Cattivelli directs the Genomics Research Center in Fiorenzuola, which is part of the Italian government’s Council for Agricultural and Economic Research (CREA). Cattivelli and his colleagues, along with teams of crop geneticists from other parts of the world, are using high-performance computing in the Microsoft Azure cloud to try to unlock the genetic secrets of durum and other varieties of wheat. In the Pangenome Project, they are sifting through the genomes of about 40 varieties of wheat and its ancient ancestors for traits that would help the crop thrive in extreme conditions, be more efficient in use of natural resources and be resistant to disease and pests, reducing the need for fertilizers and pesticides.

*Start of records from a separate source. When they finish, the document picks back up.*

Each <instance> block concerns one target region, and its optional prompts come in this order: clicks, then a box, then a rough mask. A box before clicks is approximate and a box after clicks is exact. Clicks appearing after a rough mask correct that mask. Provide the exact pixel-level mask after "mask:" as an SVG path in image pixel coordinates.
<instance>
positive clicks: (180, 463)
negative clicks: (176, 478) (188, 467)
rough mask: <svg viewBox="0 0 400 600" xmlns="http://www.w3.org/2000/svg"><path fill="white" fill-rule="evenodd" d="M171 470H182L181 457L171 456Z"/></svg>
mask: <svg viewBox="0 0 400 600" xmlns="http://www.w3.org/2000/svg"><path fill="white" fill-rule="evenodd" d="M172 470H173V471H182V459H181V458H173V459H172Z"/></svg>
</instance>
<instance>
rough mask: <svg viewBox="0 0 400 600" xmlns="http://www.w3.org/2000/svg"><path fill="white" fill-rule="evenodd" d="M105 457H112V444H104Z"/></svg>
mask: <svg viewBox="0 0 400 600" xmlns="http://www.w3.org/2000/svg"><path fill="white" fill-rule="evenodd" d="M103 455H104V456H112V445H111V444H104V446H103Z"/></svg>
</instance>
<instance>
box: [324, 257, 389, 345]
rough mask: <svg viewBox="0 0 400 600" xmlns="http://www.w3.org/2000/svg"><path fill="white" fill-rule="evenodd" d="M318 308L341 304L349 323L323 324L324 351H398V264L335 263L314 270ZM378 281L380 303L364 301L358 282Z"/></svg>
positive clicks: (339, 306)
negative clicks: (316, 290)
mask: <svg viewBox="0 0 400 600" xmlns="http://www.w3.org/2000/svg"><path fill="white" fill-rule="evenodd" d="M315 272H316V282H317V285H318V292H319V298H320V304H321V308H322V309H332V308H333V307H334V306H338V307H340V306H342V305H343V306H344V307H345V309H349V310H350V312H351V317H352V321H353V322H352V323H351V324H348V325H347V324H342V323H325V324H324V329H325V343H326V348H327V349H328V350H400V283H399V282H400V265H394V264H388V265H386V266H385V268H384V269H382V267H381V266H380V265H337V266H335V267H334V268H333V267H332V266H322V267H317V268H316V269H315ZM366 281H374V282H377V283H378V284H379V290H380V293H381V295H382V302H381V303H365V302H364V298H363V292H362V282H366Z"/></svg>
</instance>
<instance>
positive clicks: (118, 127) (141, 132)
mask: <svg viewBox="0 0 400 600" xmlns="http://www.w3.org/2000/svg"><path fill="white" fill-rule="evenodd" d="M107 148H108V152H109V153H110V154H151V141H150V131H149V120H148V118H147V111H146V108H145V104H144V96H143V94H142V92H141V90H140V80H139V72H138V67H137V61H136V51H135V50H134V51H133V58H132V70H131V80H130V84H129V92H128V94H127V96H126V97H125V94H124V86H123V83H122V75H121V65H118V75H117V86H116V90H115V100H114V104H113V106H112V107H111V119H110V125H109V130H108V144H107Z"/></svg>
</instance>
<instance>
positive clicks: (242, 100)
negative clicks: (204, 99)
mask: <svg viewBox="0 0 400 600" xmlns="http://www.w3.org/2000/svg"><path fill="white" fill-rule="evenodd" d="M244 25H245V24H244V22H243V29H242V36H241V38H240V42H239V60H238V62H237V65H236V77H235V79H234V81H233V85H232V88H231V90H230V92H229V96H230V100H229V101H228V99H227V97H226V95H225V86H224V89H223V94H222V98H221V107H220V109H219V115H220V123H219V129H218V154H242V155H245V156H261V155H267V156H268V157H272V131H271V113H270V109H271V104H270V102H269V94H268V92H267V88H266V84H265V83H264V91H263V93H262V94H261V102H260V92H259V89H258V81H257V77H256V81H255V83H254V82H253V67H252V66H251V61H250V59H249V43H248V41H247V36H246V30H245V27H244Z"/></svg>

It’s not just a question of pasta for Italians; it’s an urgent quest because growing enough staples like wheat, rice and corn is essential to human survival.
Wheat makes up about 20% of calories consumed by humans globally. And climate change is a direct threat to the production of crops globally, from drought and heat as well as torrential rains and other extreme weather events, such as the recent floods in eastern Spain.
Working together with Microsoft, CREA built a framework in the Azure cloud that eventually could house and analyze multiple petabytes of genetic data from the genomes of many varieties of wheat from multiple sources. (To get an idea of what that means, one petabyte could hold up to 2,000 years’ worth of digital music, if played continuously.)
Curtis Pozniak, a geneticist who directs the Crop Development Center at the University of Saskatchewan, Canada, is among the founders of the Pangenome Project.
“We’re generating petabytes of information that we need to filter down into something meaningful,” he says. “The only efficient way to do that is through cloud-based platforms where the same data can be shared with a whole range of experts at the same time.”
That data, which is stored in Microsoft’s Northern Italy Data Center Region, is then processed and analyzed in what is known as a “pipeline,” also housed in Azure. A pipeline is a series of data processing stages, in this case created with open-source coding. This particular genomic pipeline is designed to deal with billions of small sequences that have to be ordered to make the 14 chromosomes of the durum wheat genome. The pipeline is a tool that helps the scientists piece together that elaborate jigsaw puzzle.
This genomic puzzle can be seen and worked on by teams of scientists wherever they are in the world. Knowledge and information extracted from the genomic puzzle will be embedded in new varieties that will be made available to farmers in the coming years.